Feb 25, 2013

A Case for E-Cigarettes in France: Vaping is Ravissant!

Smoking is On the Rise Among French Women

Last week, I wrote about the fact that smoking has reached a true crisis level in Ireland. Nearly 30 percent of Irish women smoke, and the smoking rate is as high as 50 percent in lower socio-economic classes.

Smoking is also on the rise among French women according to a new study by the French public health group called MONICA.* Over the last two decades, the smoking rate among French women has risen by nearly 3 percent.

Tobacco use among women rose from 18.9 percent to 20 percent, while the rate of women who never tried smoking, went down dramatically from 72.4 percent to 54.6 percent. (That's a confusing number. Let's look at it this way: the rate of women who TRIED smoking at any point went up from 27.6 percent to 45.4 percent.)

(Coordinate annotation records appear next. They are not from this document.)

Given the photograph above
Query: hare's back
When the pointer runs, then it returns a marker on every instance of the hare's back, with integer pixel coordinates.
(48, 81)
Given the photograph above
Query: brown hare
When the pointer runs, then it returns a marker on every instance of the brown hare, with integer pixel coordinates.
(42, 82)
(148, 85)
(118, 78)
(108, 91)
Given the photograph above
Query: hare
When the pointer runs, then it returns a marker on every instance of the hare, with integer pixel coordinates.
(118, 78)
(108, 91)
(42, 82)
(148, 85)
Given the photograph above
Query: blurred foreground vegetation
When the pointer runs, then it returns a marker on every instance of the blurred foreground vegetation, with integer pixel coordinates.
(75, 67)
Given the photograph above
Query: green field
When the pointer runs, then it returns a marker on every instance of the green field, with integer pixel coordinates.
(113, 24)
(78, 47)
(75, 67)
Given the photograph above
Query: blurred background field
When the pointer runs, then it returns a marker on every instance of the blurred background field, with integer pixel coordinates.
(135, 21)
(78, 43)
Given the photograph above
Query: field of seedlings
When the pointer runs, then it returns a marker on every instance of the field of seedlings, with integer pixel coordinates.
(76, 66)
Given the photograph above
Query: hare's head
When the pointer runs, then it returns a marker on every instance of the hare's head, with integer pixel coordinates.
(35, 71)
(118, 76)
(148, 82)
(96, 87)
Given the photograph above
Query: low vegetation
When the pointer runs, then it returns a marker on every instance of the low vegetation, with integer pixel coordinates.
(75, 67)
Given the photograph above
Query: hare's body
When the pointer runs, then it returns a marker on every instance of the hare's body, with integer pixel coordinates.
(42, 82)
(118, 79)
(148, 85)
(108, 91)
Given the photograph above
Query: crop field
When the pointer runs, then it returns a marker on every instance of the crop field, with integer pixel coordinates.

And here's the kicker: the age when women started smoking dropped from 21.4 years to 18.8 years during the last 20 years.

Smoking is on the rise among French women.
Is it because they think smoking looks "ravissant"?
It actually makes me wonder: is it because French women think that smoking looks sexy and cool? Do they think it helps them look "ravissant," "à la mode" or "très tendance?"

People who know me know I'm on a mission to make smoking look "uncool" and to make vaping look sexy and in vogue. I want to get the message out to women all over the world that smoking is no longer cool, now that there's a hip new alternative called vaping.

I think it's about time we made a case for e-cigarettes that wasn't just about the fact that it's the better alternative that doesn't produce secondhand smoke, nor does it contain the horrible 4,000 chemicals in cigarettes. The e-cigarette case we need to make to women is about the fact that vaping is sexier, vampier and in vogue. Smoking is for tramps. . . vaping is for vamps!

The irony is that this study actually found that the smoking rate among French men dropped by about 15 percent during that same period. The rate of men who used tobacco dropped from 40 percent to 24.3 percent over the past 20 years. The age when they pick up the habit stayed the same, at around 17.5 years. But the rate of men who never tried smoking rose from 24.7 percent to 38.2 percent.

The study looked at nearly 10,000 people over a 22-year period from 1985-87, 1995-97 and 2005-07. People were interviewed about their past or current tobacco use, the number of cigarettes they used each day, when they started smoking, their attempts to quit smoking, and their exposure to tobacco smoke.

MONICA (MONItoring trends and determinants in CArdiovascular disease) and the World Health Organization conducted the study, which was published in the latest issue of the European Journal of Cardiovascular Prevention and Rehabilitation.